Langsung ke konten utama

Ajip Rosidi: Perubahan Sikap Pramoedya Ananta Toer



PERUBAHAN SIKAP
PRAMOEDYA ANANTA TOER
Oleh: Ajip Rosidi


PADA waktu Pramoedya Ananta Toer ditangkap tentara Belanda pada tahun 1947, di tangannya ada naskah roman yang hendak diserahkan kepada percetakan, yaitu bagian awal dari Kranji dan Bekasi Jatuh yang sudah terbit. Naskah itu dirampas dan tidak diketahui nasibnya bagaimana, sehingga roman itu tidak pernah terbit lengkap. Pram yang mulai menulis dalam majalah Sadar dan Mingguan Merdeka sejak 1947, lebih banyak menulis fiksi, walaupun dia juga kadang-kadang menulis laporan.

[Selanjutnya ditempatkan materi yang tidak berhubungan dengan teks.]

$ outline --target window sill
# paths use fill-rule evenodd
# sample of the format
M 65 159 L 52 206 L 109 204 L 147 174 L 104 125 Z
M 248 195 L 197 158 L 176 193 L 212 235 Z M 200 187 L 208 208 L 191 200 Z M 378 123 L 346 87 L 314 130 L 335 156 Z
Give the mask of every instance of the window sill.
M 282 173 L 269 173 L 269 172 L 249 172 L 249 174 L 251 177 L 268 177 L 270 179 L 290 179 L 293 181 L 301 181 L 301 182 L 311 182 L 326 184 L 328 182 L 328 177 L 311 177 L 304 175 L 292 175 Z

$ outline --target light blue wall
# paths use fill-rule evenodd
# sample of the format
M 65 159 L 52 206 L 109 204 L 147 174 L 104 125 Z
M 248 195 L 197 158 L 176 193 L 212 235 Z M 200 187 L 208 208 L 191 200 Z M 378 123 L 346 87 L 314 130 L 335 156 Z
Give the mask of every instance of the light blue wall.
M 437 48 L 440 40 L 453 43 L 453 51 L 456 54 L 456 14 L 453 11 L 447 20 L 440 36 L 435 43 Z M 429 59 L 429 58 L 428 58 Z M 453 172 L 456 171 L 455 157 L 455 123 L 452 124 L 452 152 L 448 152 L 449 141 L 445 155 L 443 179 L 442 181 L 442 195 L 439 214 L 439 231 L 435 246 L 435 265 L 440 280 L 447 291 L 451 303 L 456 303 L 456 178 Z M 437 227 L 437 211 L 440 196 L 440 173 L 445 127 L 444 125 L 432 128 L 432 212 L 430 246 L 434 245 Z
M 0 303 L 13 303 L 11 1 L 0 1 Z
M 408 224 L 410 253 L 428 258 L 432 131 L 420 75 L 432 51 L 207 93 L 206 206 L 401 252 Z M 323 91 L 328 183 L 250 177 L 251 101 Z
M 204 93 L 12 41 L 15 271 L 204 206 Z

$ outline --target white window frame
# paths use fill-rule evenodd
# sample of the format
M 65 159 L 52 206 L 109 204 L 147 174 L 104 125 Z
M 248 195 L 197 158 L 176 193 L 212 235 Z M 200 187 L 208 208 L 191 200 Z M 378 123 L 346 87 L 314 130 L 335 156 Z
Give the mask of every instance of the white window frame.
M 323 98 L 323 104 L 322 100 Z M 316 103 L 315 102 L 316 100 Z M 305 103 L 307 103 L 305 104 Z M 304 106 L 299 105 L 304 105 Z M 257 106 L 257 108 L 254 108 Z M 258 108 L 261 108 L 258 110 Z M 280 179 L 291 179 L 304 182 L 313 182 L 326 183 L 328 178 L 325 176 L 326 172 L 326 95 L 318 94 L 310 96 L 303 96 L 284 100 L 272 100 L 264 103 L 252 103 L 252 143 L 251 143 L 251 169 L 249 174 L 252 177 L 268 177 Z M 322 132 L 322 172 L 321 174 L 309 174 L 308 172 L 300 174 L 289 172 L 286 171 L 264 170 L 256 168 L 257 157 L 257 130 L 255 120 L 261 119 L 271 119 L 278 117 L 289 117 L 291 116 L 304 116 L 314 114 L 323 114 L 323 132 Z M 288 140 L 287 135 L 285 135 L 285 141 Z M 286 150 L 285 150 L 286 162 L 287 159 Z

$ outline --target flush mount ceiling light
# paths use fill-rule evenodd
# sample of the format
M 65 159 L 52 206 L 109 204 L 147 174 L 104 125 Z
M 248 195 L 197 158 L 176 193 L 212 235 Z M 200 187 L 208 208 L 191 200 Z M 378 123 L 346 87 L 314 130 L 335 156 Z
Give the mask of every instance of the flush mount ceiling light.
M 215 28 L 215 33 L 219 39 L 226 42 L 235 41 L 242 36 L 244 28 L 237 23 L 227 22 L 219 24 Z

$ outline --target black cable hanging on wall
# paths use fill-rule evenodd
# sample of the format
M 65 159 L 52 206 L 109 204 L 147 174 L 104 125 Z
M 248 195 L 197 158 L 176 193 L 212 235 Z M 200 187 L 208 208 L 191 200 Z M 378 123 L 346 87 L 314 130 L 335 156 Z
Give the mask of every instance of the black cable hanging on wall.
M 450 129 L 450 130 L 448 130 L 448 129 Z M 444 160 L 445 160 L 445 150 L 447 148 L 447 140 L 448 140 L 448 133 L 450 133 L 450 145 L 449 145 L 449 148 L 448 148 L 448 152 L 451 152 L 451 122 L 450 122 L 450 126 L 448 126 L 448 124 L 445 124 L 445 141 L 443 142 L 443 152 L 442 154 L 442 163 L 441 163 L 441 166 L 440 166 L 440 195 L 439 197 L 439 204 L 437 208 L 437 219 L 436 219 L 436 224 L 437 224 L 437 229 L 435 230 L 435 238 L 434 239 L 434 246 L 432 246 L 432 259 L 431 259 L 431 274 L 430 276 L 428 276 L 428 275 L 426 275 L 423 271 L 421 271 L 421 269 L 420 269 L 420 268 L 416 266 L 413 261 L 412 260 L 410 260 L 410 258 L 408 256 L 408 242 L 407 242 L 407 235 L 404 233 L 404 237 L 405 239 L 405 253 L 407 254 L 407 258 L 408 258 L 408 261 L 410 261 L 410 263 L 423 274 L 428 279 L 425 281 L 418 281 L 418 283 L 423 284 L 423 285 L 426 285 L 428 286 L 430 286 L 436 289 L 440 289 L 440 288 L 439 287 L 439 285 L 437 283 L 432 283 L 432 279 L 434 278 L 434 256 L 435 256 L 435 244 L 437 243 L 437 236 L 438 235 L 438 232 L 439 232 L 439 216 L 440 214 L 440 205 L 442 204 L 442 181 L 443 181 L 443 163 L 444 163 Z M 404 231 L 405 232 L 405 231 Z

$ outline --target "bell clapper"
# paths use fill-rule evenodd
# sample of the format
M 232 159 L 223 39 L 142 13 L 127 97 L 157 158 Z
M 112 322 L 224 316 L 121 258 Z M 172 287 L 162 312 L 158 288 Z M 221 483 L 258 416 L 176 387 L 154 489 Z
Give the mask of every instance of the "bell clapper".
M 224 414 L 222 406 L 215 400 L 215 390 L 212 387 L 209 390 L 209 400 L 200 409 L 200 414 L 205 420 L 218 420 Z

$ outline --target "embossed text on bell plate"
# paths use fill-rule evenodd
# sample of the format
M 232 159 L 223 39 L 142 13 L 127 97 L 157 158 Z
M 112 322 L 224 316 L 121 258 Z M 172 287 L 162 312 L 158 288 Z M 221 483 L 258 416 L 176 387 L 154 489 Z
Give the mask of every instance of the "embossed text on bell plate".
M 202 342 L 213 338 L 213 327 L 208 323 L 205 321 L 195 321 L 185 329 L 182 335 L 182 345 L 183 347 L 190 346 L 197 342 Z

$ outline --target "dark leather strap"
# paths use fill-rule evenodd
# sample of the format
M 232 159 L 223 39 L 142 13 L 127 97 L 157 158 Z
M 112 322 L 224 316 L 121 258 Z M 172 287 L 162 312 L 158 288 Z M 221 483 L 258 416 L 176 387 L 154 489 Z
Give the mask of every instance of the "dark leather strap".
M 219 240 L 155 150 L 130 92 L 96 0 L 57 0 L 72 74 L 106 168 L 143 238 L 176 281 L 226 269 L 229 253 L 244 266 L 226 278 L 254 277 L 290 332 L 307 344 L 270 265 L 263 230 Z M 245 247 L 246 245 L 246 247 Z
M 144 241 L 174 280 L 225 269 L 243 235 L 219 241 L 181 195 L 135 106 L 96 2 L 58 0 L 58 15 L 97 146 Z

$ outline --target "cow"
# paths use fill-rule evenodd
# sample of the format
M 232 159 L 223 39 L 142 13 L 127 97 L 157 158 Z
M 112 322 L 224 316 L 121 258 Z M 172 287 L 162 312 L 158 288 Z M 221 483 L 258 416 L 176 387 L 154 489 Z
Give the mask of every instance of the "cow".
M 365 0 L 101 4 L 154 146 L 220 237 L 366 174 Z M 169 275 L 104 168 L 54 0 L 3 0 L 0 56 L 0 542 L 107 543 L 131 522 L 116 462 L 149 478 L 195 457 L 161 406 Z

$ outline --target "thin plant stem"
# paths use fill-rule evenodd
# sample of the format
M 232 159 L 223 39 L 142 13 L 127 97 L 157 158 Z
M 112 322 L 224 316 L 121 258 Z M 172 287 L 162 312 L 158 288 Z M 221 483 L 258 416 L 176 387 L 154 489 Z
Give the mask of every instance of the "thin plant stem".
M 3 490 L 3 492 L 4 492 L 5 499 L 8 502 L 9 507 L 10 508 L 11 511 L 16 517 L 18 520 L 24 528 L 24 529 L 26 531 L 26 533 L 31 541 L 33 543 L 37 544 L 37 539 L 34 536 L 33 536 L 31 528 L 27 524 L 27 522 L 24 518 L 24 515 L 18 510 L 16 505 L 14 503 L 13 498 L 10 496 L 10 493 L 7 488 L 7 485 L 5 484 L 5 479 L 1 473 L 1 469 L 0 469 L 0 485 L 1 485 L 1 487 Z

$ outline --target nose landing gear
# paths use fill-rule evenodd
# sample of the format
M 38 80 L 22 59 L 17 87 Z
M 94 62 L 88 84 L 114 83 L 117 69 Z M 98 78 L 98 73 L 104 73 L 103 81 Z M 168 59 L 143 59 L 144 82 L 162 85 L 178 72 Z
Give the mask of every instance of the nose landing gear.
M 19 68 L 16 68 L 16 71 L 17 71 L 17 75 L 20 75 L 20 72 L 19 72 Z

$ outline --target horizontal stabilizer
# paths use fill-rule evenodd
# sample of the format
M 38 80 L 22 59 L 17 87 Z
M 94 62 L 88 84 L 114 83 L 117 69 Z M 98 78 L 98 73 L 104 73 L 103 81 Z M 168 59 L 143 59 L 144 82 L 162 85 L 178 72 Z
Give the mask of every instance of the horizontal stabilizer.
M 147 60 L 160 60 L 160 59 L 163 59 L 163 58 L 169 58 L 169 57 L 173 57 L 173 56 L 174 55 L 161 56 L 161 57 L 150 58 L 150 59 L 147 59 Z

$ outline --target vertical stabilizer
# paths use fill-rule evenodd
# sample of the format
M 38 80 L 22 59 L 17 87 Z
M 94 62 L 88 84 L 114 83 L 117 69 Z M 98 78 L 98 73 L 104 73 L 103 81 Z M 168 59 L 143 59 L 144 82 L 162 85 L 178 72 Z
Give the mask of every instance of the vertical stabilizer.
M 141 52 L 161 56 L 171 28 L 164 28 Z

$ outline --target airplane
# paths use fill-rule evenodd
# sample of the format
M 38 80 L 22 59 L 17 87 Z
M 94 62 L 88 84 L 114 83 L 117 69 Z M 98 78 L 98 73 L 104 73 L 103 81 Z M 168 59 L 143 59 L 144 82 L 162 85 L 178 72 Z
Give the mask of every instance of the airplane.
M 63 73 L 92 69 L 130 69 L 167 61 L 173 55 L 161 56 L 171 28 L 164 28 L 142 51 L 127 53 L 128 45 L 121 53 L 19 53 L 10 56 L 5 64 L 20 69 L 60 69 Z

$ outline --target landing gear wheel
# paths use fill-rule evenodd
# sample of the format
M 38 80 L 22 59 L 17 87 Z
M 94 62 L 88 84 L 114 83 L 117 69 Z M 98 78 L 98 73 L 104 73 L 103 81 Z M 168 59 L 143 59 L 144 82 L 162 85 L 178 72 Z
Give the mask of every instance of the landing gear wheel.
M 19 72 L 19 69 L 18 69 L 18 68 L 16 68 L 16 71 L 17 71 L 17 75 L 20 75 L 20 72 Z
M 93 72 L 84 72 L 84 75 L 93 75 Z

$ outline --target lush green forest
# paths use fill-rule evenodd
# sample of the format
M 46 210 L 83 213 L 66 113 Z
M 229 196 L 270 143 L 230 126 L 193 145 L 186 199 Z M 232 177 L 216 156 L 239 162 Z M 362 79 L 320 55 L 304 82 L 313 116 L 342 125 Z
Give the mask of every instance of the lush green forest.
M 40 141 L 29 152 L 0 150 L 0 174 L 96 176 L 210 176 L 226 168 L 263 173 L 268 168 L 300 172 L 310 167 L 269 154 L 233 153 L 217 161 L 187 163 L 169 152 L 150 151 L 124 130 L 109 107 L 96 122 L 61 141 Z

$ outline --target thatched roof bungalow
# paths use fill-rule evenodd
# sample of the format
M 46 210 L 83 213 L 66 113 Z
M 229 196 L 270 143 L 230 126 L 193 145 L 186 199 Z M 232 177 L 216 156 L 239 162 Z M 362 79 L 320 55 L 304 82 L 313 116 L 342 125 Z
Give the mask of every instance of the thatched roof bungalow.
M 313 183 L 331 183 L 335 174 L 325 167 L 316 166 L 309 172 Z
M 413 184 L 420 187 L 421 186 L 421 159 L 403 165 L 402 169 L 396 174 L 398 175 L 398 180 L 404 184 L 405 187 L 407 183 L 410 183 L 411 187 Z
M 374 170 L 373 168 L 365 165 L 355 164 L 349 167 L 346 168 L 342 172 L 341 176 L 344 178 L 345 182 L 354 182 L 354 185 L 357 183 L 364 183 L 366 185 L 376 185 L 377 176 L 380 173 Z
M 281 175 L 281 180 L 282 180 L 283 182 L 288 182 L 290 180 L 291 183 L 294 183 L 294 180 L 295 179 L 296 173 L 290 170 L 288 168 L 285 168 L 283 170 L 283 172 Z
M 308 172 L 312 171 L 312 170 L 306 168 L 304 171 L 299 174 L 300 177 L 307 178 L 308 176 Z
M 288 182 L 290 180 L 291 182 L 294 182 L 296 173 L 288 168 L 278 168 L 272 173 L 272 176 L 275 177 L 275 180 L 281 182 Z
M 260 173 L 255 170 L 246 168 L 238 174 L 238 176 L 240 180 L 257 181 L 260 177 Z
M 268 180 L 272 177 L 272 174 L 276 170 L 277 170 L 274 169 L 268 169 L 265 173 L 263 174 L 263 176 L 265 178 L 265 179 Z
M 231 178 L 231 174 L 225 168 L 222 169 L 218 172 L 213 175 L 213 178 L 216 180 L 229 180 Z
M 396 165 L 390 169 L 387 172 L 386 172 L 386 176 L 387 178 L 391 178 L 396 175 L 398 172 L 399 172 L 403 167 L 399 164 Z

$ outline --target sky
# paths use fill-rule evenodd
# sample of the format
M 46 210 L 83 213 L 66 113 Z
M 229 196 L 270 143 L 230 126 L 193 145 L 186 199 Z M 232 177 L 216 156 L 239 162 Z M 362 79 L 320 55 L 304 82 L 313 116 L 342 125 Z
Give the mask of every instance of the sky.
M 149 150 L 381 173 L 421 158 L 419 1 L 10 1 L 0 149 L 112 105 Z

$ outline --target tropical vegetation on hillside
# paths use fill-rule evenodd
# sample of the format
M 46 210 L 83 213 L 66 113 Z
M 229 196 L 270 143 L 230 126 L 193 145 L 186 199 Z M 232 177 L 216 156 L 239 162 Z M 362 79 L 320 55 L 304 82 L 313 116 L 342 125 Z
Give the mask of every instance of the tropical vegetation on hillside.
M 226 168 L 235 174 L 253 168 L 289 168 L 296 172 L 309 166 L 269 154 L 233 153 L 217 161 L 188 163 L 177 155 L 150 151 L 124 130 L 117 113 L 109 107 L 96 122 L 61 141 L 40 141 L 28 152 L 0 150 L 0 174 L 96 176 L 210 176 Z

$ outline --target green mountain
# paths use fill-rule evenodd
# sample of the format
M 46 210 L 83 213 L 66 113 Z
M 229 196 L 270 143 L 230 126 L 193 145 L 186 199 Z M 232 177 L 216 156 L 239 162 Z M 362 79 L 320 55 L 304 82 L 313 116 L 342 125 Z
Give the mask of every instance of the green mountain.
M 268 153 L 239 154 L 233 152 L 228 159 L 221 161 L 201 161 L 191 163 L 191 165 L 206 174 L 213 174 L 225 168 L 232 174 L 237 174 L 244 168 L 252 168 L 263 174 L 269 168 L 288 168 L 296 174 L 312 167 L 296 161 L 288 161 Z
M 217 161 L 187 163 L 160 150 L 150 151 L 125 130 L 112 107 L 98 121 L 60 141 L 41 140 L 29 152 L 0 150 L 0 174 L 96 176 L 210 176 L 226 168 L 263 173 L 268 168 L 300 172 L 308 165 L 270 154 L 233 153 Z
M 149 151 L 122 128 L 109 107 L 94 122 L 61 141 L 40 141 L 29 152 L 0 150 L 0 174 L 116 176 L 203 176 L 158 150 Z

             Setelah dia keluar dari tahanan Belanda, untuk beberapa lama dia bekerja pada penerbit pemerintah Balai Pustaka. Mungkin karena dia berhasil memenangkan hadiah pertama Sayembara Mengarang Roman yang diselenggarakan oleh Balai Pustaka beberapa waktu sebelumnya dengan roman yang ditulisnya dalam penjara berjudul Perburuan (1950). Waktu itu dia sudah terkenal karena banyak karyanya terutama berupa cerita pendek yang dimuat dalam majalah-majalah terkemuka seperti Siasat, Mimbar Indonesia, Pudjangga Baru, Indonesia, Zenith, dan lain-lain. Dan buku-bukunya juga sudah banyak yang terbit. Dengan sendirinya dia disebut sebagai sasterawan angkatan baru yaitu Angkatan 45 dan mungkin dia juga digolongkan kepada kelompok seniman yang ketika itu mulai popular, yaitu kelompok Gelanggan Seniman Merdeka yang didirikan beberapa tahun sebelumnya oleh Chairil Anwar, Asrul Sani, Rivai Apin, Baharudin, Basuki Resobowo, Henk Ngantung, dll. Tak ada catatan tentang kedekatan dan kegiatan Pram dengan kelompok tersebut. Tetapi sebagai orang yang tidak suka dengan organisasi, saya kira Pram tidak pernah aktif dalam Gelanggan Seniman Merdeka selain kadang-kadang tulisannya dimuat dalam “Gelanggang” yang merupakan lampiran kebudayaan warta sepekan Siasat. Namun tak ada hubungan apa pun antara Gelanggang Seniman Merdeka yang berupa organisasi (betapa pun longgarnya sebagai organisasi) dengan “Gelanggang” lampiran kebudayaan.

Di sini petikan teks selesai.